Pitch and dynamic transformation on human voice with deep neural networks

Presented during the IRCAM Forum @NYU 2022

The Crazy IRcam neural auto-encoderfor voiCE

The Crazy IRcam neural auto-encoder for voiCE (CIRCE) is the first transformation tool of the next generation of neural audio effects developed at the Analysis/Synthesis team at IRCAM. It provides a graphical interface for voice transformations based on a neural auto-encoder. The app allows changing different parameters in recordings of speech and singing voice. Currently pitch and vocal effort are supported in CIRCE, as well as additional experimental features.

The transformations work with the new neural vocoding model which allows applying effects on the mel-spectrogram. A neural auto-encoder is trained to disentangle the pitch and the vocal effort from the mel-spectrogram of speech and singing voice. This way we obtain a representation of human voice that is independent of pitch and vocal effort and we can resynthesise the voice signal with almost arbitrary changes to the original material. As a result, the model automatically adapts the voice characteristics to the given parameters.
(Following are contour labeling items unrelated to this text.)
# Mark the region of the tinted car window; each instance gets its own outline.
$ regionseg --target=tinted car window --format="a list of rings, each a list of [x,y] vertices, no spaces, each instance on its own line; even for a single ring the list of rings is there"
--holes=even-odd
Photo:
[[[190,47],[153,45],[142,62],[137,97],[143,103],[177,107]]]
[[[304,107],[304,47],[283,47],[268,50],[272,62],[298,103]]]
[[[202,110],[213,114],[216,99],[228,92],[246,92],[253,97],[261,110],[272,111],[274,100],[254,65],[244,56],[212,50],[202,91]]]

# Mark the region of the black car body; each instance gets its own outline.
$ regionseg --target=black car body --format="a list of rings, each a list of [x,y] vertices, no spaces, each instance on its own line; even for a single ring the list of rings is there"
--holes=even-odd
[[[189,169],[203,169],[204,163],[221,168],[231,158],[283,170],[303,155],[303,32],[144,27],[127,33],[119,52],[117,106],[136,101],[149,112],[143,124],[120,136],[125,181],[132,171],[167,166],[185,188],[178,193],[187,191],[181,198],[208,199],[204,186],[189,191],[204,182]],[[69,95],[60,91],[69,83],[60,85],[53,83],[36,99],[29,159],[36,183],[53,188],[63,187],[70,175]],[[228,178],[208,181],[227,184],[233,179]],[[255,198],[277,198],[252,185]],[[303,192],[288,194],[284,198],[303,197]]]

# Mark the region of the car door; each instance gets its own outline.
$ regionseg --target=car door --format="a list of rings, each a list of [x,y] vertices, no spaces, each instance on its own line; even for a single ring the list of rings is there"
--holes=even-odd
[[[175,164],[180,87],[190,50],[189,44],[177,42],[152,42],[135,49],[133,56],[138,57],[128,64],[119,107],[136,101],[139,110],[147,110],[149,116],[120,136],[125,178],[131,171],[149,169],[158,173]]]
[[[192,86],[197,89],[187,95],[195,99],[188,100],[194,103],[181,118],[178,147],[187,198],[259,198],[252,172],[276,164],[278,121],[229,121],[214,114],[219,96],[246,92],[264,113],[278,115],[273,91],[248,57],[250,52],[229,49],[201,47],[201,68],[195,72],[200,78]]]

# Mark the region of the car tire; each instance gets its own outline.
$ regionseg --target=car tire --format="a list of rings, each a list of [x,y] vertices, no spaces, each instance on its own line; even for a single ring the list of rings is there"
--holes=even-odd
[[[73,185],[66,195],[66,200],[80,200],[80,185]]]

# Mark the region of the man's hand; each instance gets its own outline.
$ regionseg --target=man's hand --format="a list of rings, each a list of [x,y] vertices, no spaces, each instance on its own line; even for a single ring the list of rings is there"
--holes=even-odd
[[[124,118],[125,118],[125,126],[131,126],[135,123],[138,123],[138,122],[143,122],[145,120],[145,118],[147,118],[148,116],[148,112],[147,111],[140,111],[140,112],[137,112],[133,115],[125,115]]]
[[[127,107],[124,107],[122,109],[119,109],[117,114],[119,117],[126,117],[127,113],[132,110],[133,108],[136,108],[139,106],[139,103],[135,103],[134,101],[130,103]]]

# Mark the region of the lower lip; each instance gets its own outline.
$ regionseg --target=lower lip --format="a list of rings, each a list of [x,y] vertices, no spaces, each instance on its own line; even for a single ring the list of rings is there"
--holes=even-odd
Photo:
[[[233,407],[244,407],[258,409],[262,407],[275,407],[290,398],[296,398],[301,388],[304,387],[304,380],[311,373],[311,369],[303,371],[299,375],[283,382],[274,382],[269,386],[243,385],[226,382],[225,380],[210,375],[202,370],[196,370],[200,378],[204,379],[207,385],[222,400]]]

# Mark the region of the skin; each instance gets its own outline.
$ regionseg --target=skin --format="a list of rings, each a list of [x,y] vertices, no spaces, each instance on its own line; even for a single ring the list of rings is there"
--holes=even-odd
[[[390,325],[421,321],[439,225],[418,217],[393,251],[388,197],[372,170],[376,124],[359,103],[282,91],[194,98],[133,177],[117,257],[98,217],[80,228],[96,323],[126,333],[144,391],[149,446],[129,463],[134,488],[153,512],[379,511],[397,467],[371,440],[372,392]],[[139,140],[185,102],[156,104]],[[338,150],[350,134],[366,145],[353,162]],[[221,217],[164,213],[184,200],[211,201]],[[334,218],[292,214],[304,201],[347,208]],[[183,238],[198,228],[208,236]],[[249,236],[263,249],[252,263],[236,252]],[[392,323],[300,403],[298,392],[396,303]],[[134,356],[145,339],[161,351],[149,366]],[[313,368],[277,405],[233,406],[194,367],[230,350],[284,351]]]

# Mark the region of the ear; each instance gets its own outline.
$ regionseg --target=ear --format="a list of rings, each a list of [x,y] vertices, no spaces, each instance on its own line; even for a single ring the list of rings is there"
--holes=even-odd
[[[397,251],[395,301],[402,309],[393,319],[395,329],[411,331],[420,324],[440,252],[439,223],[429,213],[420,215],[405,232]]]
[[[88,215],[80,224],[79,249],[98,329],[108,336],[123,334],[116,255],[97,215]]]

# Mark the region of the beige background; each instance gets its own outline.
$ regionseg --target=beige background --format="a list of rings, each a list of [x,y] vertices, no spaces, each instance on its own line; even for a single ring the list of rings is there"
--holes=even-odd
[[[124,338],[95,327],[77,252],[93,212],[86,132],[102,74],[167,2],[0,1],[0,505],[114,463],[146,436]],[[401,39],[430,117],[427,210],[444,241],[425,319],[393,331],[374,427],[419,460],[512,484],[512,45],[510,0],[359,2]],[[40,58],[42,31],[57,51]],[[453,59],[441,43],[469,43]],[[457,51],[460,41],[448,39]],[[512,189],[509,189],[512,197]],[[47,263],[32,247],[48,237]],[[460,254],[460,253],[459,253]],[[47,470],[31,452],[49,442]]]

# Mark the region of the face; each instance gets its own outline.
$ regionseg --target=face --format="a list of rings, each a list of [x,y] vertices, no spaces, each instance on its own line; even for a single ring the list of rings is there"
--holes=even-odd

In this presentation we will give a brief introduction to the mechanism of neural vocoding that is the technology behind this application. In the second part we provide install instructions, a demonstration of the features of the application as well as a few examples of transformed voice.

The application was developed as part of the PhD thesis of Frederik Bous which was supervised by Axel Roebel. This research was funded by the ANR project ARS (ANR-19-CE38-0001-01).